Sono dei consigli molto generali e sintetici ma che se seguiti ti daranno buone probabilità di scegliere il consulente giusto. In dei futuri articoli gli analizzerò in dettaglio.
Sapersi scegliere i clienti
Una cosa che una buona consulenza webmarketing dovrebbe avere come obbiettivo è quella di aiutare le aziende o i professionisti per cui gestisce campagne di lead generation a “scegliersi” i clienti.
Questo perché i potenziali clienti procurati attraverso il web possono essere molto diversi tra loro. In particolare, ed è questo quello che davvero conta, diversi nella probabilità che siano veramente interessati ad acquistare il servizio o il prodotto oggetto della lead generation.
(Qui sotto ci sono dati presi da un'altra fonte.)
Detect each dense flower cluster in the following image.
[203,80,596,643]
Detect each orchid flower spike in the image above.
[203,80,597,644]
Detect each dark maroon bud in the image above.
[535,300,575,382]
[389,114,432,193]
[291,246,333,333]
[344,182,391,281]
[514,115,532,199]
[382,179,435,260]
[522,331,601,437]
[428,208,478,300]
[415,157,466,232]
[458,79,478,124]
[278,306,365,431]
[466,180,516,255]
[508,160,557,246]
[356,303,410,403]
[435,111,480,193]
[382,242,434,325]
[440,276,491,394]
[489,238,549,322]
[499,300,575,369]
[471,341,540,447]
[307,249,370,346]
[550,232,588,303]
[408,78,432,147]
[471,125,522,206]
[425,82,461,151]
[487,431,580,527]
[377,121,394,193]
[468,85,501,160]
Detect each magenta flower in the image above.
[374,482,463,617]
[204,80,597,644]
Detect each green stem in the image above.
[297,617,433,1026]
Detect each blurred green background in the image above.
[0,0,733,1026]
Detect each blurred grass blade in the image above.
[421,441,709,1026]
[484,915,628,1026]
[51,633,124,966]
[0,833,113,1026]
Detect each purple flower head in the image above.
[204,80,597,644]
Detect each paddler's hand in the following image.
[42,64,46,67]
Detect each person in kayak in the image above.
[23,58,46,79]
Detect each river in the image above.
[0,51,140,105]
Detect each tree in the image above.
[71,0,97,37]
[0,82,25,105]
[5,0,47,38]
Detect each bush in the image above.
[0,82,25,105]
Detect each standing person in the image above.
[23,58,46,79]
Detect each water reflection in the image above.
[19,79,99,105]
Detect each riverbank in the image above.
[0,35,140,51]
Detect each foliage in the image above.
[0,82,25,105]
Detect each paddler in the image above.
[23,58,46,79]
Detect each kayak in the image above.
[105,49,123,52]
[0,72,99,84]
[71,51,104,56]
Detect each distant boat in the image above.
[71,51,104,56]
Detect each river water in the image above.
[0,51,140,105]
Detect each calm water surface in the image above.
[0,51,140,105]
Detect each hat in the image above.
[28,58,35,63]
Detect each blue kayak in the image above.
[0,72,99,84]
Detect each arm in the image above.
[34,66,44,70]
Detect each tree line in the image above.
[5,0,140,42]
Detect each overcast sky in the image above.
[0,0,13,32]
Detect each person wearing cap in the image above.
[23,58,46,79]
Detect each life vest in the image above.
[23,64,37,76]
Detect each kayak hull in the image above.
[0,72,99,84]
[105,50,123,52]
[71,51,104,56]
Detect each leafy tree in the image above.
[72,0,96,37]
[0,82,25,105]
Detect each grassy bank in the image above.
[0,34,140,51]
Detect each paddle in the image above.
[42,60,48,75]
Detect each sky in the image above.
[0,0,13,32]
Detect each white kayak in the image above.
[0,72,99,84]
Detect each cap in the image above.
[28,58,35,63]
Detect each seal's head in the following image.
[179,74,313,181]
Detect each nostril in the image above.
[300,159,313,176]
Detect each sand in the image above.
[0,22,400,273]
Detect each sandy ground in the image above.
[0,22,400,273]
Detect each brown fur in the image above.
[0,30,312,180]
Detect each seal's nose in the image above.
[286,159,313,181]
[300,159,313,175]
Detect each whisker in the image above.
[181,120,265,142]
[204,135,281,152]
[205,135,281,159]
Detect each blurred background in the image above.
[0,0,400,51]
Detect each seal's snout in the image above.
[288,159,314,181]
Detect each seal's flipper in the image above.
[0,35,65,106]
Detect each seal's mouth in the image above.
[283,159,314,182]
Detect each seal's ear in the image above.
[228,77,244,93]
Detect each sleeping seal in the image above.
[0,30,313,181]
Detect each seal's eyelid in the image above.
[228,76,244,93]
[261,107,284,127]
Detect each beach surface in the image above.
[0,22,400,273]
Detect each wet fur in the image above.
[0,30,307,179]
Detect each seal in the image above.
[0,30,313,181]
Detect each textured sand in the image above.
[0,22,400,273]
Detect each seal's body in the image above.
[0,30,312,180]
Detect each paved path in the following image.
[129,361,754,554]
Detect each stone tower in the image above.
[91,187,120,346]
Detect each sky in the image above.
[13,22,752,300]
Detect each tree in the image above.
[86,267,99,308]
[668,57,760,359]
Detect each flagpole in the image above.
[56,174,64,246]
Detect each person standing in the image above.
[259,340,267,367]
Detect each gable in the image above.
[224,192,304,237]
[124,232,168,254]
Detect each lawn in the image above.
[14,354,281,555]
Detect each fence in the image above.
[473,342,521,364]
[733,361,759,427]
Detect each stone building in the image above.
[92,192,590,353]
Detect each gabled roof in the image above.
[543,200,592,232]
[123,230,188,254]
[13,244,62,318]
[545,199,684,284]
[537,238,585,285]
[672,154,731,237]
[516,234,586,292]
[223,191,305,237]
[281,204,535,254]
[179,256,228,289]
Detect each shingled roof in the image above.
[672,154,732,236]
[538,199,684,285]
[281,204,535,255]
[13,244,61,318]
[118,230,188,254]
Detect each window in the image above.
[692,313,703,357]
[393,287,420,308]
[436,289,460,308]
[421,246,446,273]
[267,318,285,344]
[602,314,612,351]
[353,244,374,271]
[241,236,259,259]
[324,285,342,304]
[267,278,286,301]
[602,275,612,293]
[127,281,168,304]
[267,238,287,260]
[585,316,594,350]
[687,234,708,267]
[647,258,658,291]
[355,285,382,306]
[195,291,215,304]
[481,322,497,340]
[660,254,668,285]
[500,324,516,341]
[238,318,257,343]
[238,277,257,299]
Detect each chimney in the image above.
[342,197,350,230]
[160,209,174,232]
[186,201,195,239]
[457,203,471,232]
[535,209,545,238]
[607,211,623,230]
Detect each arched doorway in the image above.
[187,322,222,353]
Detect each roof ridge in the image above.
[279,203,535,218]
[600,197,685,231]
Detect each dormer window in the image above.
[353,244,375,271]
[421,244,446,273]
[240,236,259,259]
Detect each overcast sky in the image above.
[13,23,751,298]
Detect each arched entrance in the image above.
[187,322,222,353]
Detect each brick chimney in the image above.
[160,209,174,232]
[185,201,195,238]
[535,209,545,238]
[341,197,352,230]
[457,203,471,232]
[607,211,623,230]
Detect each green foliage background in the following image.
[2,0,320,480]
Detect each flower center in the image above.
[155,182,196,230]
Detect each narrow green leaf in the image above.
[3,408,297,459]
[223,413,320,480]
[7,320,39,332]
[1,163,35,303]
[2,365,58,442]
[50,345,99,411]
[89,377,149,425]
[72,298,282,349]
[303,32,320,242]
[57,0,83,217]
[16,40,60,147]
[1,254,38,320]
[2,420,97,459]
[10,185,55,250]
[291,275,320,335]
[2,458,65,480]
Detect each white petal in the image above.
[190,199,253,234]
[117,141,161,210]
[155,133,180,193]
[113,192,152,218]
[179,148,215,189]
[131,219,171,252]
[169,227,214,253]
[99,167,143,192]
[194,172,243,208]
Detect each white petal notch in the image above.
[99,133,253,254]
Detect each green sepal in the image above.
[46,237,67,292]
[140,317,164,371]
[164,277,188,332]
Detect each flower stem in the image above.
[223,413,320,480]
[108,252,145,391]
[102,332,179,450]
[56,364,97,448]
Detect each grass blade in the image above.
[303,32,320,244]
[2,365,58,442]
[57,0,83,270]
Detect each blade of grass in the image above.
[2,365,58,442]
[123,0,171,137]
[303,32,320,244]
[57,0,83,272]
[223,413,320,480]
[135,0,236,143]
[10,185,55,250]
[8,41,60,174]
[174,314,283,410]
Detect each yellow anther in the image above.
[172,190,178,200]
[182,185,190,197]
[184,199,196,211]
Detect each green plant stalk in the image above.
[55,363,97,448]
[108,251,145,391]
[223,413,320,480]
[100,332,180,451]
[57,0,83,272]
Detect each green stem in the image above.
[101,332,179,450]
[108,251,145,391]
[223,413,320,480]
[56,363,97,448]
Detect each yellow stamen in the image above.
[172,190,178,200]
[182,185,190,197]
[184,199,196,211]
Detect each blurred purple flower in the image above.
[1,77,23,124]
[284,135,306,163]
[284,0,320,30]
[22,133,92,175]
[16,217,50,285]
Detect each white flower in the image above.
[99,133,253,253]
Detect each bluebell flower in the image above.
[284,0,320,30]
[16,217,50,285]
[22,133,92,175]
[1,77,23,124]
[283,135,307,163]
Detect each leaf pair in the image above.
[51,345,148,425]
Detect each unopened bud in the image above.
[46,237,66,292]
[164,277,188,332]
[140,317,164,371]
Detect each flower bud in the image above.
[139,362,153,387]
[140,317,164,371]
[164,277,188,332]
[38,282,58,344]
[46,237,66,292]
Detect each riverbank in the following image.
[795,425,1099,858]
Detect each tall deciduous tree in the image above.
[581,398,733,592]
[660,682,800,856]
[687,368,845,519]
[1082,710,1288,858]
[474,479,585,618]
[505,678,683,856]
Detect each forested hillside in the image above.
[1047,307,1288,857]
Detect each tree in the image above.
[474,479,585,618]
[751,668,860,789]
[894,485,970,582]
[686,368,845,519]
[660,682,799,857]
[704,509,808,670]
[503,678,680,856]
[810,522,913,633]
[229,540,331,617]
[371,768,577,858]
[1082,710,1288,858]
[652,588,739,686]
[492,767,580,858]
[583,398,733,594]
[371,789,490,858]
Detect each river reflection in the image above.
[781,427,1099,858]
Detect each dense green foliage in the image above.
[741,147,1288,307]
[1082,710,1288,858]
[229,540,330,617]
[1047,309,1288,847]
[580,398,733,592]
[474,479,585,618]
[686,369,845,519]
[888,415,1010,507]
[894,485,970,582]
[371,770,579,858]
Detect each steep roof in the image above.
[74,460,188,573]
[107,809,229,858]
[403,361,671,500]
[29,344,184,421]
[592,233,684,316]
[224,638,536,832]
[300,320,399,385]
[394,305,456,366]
Ed è proprio questa una delle cose con cui, nella gestione di campagne di lead generation, mi sono inizialmente scontrato assieme ai miei primi clienti. Ci trovavamo infatti di fronte a una buona quantità di contatti procurati attraverso web, le campagne quindi funzionavano. Ma tra di essi c’erano delle tipologie di potenziali clienti che si rivelavano alla fine solo una perdita di tempo.
Erano insomma persone che molto difficilmente avrebbero acquistato il prodotto o il servizio, ma che, all’azienda per cui gestivo la campagna, costavano in ogni caso risorse e tempo nelle prime fasi della trattativa, che poi difficilmente si arivava a chiudere.
Quello che dovevo riuscire a fare era quindi capire come identificare le tipologie di potenziali clienti meno promettenti dal punto di vista commerciale e trovare un modo per filtrarle a monte.
Dovevo riuscire a evitare richieste di contatto da parte di chi pur richiedendo tempo e risorse, quasi sicuramente non avrebbe alla fine acquistato il prodotto o il servizio che il mio cliente offriva.
Varie prove e tentativi mi hanno alla fine condotto sulla strada giusta. Col tempo e l’esperienza ho messo su un insieme di tecniche abbastanza precise che permettono di filtrare a monte i potenziali clienti meno “potenziali”. E diversi tra i filtri più efficaci si attuano proprio sulla form di contatto, la landing page della lead generation.
Certo, tutto ciò non vuol dire che chiunque compili la form di contatto finirà per acquistare ciò che viene offerto. Significa però riuscire a concentrare sforzi e risorse su coloro che promettono di più. E questo per un’azienda o per un professionista, con tempi e risorse necessariamente limitati, è un interessante traguardo.